Obviamente WoE es algo más humilde, pequeño… pero con ese aire de exploración de los juegos de esa época.
– Este juegazo rezuma, también en lo visual, aroma a clásico y retro por todos sus poros. ¿Qué te llevo a elegir el pixel-art? ¿Consideras que es más hermosa la estética oldie que la poligonal?
Por dos razones, la primera – me fascina el pixel-art… y la más relevante, es algo que puedo hacer yo (aunque no soy un gran artista, me revuelvo).
– Arriba mencionábamos tu primer juego, y al igual que con aquel, en Wings of Endless has contado también con la inestimable compañía de JanduSoft. ¿Cómo se establece esta conexión internacional tan jugosa?
La verdad que yo nunca me planteé hacer pitching (captar la atención de un socio) a un publisher. Lootlite fue un juego que desarrollé en mis tiempos libres en unos 10 meses (Bue… WoE también fue desarrollado en tiempos libres, pero en 2 años). La posibilidad de publicarlo en consolas era algo muy lejano para mí. Un día me llega un mail de Jazzvier diciéndome si me interesaba publicarlo en consolas… pensé que era phishing, jaja.

Los emojis también pierden el trabajo. El enfadado ha encontrado curro de boss
Ahí contacté con Jandu y llegamos a un acuerdo… eso hizo que Jandu fuera el primer (y único) publisher al que le mostré el vertical slice (especie de demo para mostrar la experiencia de lo que se verá en el producto final) de WoE y llegamos a un acuerdo muy rápido. La verdad, es un lujo trabajar con ellos… Espero que si algún día puedo publicar algún otro juego también sea con ellos.
– La edición física Deluxe, cuya distribución en España corre a cargo de Tesura, trae jugosos extras. ¿Te ha hecho especial ilusión ver tu juegazo en disco? ¿Qué nos puedes comentar de los contenidos?
Creo que si le digo a mi yo de hace 30 años que iba a publicar un juego y tendría su cajita y sus merchan, no lo hubiera creído. Es un sueño hecho realidad.

Una caja de juego. Con disco. Como debería ser, aunque a algunas «estrellas del rock» no les convenga…
Los agregados creo que son muy buenos, la música siempre es un buen agregado. Yo trabajo escuchando música de videojuegos y me hace ilusión que alguien pueda hacer eso con la música de WoE.
– Hablando de juegos en físicos… ¿Eres también coleccionista, además de jugón? ¿Cómo está el mercado por esa zona?
En Uruguay es medio complicado el tema de juegos en físico… hay que tirar mucho de importación. Al final terminamos pagando el doble… Pero hay juegos que se tienen que tener en físico sí o sí jajaja.

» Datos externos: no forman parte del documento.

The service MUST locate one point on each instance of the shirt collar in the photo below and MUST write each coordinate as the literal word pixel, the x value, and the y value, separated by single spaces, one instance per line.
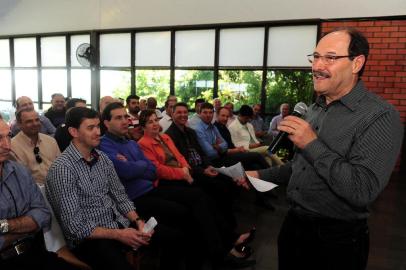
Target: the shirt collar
pixel 350 100
pixel 118 139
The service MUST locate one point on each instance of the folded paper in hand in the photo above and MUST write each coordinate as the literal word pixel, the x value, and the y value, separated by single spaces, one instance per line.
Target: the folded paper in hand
pixel 237 172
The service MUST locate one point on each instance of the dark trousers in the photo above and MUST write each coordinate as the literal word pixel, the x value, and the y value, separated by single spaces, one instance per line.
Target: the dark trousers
pixel 322 243
pixel 103 254
pixel 36 258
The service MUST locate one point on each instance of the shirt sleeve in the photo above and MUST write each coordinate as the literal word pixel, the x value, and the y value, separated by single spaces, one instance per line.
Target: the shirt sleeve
pixel 361 175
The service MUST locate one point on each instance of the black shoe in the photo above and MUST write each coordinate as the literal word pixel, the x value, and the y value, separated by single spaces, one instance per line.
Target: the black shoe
pixel 265 203
pixel 233 262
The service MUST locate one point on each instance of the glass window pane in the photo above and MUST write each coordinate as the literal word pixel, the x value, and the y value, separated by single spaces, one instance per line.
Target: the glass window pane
pixel 115 83
pixel 195 48
pixel 4 53
pixel 5 84
pixel 193 84
pixel 240 87
pixel 75 41
pixel 27 83
pixel 289 45
pixel 80 84
pixel 152 49
pixel 287 86
pixel 115 50
pixel 25 52
pixel 53 81
pixel 153 83
pixel 53 51
pixel 242 47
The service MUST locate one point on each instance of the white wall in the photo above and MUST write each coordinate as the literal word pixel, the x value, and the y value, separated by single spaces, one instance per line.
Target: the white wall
pixel 40 16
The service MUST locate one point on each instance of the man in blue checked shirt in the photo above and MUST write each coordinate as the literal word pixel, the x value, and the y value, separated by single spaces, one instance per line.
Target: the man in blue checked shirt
pixel 89 200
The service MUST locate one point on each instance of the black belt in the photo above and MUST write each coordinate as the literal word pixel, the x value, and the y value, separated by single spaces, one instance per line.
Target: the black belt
pixel 18 248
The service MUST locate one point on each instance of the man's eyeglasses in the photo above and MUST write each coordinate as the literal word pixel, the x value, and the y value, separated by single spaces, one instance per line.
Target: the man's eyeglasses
pixel 326 59
pixel 37 156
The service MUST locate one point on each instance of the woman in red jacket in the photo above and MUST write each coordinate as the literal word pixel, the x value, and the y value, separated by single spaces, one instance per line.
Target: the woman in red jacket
pixel 173 170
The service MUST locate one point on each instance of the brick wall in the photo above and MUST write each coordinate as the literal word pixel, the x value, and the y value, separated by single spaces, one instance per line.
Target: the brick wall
pixel 385 72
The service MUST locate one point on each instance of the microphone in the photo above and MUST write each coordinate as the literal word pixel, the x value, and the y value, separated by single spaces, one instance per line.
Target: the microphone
pixel 299 110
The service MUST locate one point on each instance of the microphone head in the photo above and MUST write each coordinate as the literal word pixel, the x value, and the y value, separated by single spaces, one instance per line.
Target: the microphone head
pixel 300 108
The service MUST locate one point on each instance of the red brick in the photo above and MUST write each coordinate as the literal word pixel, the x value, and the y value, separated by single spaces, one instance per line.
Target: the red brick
pixel 399 96
pixel 366 23
pixel 392 90
pixel 370 84
pixel 390 28
pixel 400 85
pixel 376 79
pixel 396 57
pixel 382 34
pixel 392 79
pixel 388 51
pixel 376 40
pixel 387 73
pixel 378 56
pixel 383 23
pixel 396 67
pixel 379 45
pixel 388 63
pixel 379 68
pixel 393 101
pixel 399 22
pixel 397 45
pixel 386 85
pixel 389 40
pixel 374 29
pixel 398 34
pixel 375 51
pixel 400 74
pixel 401 108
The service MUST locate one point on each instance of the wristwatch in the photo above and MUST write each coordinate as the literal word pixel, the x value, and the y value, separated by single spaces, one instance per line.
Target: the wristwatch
pixel 3 226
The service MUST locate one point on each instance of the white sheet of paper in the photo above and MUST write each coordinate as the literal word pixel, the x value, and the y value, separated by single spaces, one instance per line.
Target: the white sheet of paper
pixel 261 185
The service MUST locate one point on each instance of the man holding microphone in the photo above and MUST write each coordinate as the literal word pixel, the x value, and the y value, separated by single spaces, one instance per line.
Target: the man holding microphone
pixel 347 145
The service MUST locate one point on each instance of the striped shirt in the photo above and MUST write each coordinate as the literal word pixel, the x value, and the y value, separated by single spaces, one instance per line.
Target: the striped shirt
pixel 341 172
pixel 85 196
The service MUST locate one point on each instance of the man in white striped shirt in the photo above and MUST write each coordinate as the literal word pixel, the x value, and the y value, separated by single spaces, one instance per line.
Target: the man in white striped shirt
pixel 89 200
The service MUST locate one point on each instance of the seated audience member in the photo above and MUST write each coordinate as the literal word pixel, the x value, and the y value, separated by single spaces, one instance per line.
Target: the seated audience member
pixel 133 107
pixel 221 188
pixel 62 136
pixel 138 174
pixel 143 105
pixel 258 123
pixel 216 147
pixel 166 120
pixel 173 170
pixel 243 134
pixel 248 159
pixel 57 112
pixel 217 106
pixel 22 217
pixel 230 107
pixel 152 105
pixel 171 98
pixel 26 103
pixel 89 200
pixel 31 148
pixel 195 119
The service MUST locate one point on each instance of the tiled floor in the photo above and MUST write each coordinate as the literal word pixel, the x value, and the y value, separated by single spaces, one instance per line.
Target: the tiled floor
pixel 387 227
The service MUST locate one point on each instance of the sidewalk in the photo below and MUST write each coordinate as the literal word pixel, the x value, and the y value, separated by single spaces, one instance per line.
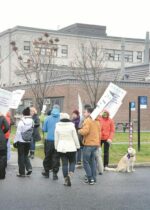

– ¿Qué nos deparará el futuro de Isoca Games? ¿Estás ya enfrascado en algún nuevo proyecto? Nos encantan los spoilers, así que no te cortes, jiji.
Siempre estoy pensando en cómo ampliar lo que creé con WoE, porque creo que es una fórmula que puede mejorarse y ampliarse mucho en un nuevo juego… Así que solo el tiempo dirá si esas ideas se concretan en algo.
*Agradecer a todo el equipo de Jandusoft, y particularmente a Javier Larrea, las facilidades para la realización de esta entrevista transoceánica.